# UseMyContext - Deep SDK + MCP Reference
> The long-form companion to /llms.txt, written for AI coding assistants building with the UseMyContext SDK and MCP tools. Every signature, type, and example below is grounded in the shipped source. For the high-level site map, see https://usemycontext.ai/llms.txt.
UseMyContext is a structurally-blind, third-party service for one person's personal context. A user curates their compiled context once, then connects any AI client (Claude, ChatGPT, Gemini, Perplexity) or your own app over MCP. The public surface is structurally blind: it physically cannot read the user's file content. You ship the integration; UseMyContext holds and serves the user's context, and the user controls and can revoke it.

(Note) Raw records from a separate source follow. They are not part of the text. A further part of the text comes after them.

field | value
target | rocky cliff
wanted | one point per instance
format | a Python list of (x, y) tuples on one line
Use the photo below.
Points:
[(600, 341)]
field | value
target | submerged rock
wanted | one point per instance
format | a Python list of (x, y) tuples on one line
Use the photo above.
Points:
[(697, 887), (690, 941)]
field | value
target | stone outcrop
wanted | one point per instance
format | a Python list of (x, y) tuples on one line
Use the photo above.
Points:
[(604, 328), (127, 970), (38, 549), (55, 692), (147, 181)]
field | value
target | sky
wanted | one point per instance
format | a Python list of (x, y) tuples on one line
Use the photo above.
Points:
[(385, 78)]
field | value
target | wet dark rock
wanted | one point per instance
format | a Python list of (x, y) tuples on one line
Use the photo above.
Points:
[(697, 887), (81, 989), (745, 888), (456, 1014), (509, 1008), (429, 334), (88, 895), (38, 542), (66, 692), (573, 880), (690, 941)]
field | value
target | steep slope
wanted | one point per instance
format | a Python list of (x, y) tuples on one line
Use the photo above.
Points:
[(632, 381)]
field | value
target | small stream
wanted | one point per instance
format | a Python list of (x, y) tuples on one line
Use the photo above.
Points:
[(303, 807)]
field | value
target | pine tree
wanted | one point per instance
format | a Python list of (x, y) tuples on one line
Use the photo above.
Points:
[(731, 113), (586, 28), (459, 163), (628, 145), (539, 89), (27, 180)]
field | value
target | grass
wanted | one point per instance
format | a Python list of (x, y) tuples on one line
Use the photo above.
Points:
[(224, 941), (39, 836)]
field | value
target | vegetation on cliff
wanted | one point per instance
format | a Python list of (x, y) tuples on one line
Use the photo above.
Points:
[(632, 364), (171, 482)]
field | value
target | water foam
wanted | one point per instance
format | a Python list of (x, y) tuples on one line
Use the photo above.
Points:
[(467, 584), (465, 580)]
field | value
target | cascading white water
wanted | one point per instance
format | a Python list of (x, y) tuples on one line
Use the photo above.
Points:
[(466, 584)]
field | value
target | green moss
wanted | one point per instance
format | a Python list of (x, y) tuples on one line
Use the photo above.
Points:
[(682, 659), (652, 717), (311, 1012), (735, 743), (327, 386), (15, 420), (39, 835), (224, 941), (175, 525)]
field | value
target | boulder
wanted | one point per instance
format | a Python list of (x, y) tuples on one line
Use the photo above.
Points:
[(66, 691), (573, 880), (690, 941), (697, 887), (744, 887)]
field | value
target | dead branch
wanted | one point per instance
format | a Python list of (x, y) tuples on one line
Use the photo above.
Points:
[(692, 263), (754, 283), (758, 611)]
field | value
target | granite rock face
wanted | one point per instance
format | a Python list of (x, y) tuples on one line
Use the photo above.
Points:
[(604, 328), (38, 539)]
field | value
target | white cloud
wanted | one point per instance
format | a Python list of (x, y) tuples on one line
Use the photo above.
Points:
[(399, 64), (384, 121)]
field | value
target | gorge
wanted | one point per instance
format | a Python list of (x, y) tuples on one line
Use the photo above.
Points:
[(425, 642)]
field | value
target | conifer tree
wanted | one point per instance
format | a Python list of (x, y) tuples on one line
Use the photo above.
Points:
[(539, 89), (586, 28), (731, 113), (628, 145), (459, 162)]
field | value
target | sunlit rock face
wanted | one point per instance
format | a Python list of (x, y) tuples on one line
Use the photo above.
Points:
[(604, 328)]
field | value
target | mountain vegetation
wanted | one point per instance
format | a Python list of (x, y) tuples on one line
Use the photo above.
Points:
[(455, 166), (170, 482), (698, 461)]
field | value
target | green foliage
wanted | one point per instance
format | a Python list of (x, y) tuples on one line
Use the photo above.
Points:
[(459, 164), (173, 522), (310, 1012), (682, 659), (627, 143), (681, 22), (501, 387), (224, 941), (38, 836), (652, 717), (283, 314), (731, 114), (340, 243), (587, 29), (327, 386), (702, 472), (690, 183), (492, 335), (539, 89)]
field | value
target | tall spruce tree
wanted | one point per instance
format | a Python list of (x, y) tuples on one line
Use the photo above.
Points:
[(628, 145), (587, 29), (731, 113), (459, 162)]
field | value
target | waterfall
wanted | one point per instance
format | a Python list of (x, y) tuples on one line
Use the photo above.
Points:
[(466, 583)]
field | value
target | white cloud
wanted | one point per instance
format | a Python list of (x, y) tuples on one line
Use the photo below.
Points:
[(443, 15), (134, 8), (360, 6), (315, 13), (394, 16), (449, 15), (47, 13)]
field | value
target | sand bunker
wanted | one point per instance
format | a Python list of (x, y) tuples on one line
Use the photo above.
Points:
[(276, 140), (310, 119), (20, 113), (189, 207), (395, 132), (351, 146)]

There are two ways to build:
- The MCP surface (7 tools over Streamable HTTP at https://mcp.usemycontext.ai/mcp). Any MCP-speaking client can use it directly.
- The npm SDK (`usemycontext`), a typed client + React hook that wraps those 7 tools for JS/TS apps.
Scope is ALWAYS the authenticated user. It is resolved server-side from the token, never passed as a tool argument. Every tool is read-only except `suggest_update`, which only files a PENDING proposal for the user to review - nothing is ever written to the user's files.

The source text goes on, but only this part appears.